FTIR Study of the Photoinduced Processes of Plant Phytochrome Phya using Isotope-Labeled Bilins and Density Functional Theory Calculations

Fourier transform infrared spectroscopy was used to analyze the chromophore structure in the parent states Pr and Pfr of plant phytochrome phyA and the respective photoproducts lumi-R and lumi-F. The spectra were obtained from phyA adducts assembled with either uniformly or selectively isotope-labeled phytochromobilin and phycocyanobilin. The interpretation of the experimental spectra is based on the spectra of chromophore models calculated by density functional theory. Global 13C-labeling of the tetrapyrrole allows for the discrimination between chromophore and protein bands in the Fourier transform infrared difference spectra. All infrared difference spectra display a prominent difference band attributable to a stretching mode with large contributions from the methine bridge between the inner pyrrole rings (B-C stretching). Due to mode coupling, frequencies and isotopic shifts of this mode suggest that the Pr chromophore may adopt a distorted ZZZssa or ZZZasa geometry with a twisted A-B methine bridge.
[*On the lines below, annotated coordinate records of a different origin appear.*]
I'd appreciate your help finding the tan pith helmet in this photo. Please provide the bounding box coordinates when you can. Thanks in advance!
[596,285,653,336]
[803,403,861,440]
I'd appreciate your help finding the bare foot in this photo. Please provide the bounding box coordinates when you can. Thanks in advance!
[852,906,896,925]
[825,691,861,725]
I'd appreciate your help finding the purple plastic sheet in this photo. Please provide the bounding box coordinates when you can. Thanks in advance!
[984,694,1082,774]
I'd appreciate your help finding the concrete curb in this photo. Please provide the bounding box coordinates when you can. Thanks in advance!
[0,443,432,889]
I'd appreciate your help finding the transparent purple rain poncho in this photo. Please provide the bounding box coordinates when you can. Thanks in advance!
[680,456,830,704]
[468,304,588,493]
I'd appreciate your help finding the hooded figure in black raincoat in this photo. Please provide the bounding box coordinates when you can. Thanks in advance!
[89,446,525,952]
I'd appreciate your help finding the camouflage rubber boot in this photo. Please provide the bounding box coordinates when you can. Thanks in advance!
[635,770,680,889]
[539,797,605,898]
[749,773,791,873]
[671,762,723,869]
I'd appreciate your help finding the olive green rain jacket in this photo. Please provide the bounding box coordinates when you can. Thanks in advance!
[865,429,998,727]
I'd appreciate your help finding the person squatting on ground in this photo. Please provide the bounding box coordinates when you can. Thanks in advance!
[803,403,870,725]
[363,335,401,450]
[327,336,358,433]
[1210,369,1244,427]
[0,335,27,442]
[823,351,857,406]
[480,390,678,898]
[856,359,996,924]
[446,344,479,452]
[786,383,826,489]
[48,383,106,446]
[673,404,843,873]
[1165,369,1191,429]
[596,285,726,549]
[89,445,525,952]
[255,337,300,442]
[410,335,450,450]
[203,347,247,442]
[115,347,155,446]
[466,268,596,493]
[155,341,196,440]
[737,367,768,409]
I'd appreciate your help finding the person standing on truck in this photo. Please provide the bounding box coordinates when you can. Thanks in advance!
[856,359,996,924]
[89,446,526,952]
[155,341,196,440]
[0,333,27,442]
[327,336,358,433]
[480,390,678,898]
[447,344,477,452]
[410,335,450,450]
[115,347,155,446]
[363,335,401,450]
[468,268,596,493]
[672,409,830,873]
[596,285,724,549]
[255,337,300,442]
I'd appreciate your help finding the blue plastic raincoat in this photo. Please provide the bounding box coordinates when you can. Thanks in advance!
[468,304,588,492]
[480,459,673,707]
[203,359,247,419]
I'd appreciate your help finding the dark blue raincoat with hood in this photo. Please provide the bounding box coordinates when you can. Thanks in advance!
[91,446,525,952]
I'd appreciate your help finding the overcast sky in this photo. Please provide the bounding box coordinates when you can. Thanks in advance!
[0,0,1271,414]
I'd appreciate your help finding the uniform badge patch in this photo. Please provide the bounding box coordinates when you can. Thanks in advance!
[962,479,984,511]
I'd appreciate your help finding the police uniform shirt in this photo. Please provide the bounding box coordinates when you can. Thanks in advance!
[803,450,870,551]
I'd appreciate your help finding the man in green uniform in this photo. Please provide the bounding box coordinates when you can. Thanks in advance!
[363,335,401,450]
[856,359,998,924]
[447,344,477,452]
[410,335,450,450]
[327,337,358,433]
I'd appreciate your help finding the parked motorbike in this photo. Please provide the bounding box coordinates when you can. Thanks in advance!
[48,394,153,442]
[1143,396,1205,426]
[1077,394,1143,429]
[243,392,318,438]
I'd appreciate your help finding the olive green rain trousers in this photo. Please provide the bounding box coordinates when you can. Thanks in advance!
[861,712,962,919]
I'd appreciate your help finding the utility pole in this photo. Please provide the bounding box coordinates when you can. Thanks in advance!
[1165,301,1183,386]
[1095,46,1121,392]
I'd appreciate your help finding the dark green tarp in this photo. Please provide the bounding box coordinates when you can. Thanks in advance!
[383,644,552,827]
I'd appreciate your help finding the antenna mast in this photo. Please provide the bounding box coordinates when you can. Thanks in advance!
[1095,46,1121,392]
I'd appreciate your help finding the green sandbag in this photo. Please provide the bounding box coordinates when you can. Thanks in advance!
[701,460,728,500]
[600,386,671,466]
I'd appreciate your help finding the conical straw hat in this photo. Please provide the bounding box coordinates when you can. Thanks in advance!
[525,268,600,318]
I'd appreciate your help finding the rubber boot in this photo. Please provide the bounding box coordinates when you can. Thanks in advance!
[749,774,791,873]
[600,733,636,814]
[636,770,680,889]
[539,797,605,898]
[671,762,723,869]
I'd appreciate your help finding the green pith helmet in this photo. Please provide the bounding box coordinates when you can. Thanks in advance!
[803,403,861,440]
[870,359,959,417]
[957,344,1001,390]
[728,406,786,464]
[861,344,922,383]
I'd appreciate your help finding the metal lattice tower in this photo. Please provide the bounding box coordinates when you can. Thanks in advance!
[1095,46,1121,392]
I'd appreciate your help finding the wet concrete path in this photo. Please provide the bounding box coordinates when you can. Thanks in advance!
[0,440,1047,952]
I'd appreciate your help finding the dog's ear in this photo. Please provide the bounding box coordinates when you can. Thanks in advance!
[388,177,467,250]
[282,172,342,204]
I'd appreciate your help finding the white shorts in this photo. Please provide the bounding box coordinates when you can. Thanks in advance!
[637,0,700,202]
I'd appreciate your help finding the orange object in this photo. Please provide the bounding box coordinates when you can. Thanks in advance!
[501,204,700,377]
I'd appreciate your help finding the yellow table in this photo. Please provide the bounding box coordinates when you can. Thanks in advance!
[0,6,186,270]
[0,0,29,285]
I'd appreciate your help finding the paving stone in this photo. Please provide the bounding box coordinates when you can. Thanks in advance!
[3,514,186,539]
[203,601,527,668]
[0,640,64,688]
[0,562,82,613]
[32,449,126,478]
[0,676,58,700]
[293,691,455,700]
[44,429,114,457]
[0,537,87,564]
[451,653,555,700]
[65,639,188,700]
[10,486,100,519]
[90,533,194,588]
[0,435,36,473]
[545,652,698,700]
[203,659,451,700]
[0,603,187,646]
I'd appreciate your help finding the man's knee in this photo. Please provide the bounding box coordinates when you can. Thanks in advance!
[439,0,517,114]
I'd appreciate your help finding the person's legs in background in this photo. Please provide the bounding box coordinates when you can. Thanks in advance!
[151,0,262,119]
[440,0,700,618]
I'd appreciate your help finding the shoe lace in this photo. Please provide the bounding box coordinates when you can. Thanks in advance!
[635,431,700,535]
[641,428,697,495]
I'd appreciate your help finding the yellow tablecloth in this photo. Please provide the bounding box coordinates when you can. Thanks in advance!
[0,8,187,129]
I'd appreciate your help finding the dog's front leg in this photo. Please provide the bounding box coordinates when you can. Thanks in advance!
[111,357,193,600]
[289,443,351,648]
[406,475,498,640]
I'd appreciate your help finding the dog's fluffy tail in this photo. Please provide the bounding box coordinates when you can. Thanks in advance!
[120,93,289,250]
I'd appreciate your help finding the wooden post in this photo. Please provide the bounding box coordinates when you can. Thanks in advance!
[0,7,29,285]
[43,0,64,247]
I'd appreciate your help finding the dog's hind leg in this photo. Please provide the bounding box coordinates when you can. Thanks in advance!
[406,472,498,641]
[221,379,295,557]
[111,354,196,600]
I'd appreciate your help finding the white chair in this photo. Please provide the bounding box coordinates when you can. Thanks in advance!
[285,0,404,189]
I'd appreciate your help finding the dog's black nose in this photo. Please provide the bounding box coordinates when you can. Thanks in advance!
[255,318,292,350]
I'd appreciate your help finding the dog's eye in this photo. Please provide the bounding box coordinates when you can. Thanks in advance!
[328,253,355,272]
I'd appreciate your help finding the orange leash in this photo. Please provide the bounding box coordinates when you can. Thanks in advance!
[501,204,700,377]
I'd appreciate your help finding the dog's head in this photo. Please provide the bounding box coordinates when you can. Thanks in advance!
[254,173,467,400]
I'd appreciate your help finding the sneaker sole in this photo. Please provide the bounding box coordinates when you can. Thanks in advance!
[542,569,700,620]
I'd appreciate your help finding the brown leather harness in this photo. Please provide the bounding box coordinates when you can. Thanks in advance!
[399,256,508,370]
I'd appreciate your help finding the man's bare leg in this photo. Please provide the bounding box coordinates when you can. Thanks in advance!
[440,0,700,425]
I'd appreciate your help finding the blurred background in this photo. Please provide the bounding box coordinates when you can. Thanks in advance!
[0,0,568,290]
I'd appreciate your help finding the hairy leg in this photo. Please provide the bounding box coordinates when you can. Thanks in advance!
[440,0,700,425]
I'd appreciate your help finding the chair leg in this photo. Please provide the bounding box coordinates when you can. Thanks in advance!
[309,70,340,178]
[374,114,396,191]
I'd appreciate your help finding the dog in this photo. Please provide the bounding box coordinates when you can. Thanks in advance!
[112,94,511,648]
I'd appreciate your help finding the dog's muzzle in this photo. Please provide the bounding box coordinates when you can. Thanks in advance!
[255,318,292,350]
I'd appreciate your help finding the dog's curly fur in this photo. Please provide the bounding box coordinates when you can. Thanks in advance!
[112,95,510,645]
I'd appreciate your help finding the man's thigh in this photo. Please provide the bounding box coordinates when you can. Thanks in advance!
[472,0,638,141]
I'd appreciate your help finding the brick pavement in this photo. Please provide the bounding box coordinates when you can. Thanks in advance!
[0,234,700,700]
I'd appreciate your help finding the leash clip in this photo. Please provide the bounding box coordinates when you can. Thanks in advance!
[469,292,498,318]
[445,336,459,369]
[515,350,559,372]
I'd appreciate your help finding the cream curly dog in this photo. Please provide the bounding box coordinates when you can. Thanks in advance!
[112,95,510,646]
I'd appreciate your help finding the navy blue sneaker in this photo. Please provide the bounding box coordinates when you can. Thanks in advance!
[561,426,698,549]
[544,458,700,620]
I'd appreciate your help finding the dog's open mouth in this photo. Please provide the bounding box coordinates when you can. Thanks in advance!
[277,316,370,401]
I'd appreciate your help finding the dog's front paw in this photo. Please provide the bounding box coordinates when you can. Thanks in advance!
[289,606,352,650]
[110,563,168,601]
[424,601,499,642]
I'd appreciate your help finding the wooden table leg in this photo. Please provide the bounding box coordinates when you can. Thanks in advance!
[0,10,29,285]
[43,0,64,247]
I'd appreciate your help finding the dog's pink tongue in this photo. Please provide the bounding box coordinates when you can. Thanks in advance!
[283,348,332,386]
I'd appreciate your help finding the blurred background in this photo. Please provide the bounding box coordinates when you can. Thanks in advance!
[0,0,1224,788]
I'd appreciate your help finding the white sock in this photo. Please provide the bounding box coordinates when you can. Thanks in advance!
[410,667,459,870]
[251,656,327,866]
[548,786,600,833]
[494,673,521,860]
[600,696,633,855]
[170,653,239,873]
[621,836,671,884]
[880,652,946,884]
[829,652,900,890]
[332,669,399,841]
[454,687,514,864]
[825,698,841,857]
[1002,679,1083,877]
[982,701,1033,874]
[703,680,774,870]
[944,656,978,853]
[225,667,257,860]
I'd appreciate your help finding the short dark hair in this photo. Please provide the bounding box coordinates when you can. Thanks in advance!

The transition to lumi-R is associated with only minor changes of the amide I bands indicating limited protein structural changes during the isomerization site of the C-D methine bridge. Major protein structural changes occur upon the transition to Pfr in which the chromophore adopts a ZZEssa or ZZEasa-like state. In addition, specific interactions with the protein alter the structure of the B-C methine bridge as concluded from the substantial downshift of the respective stretching mode. These interactions are removed during the photoreaction to lumi-F (ZZE→ZZZ), which involves only small protein structural changes.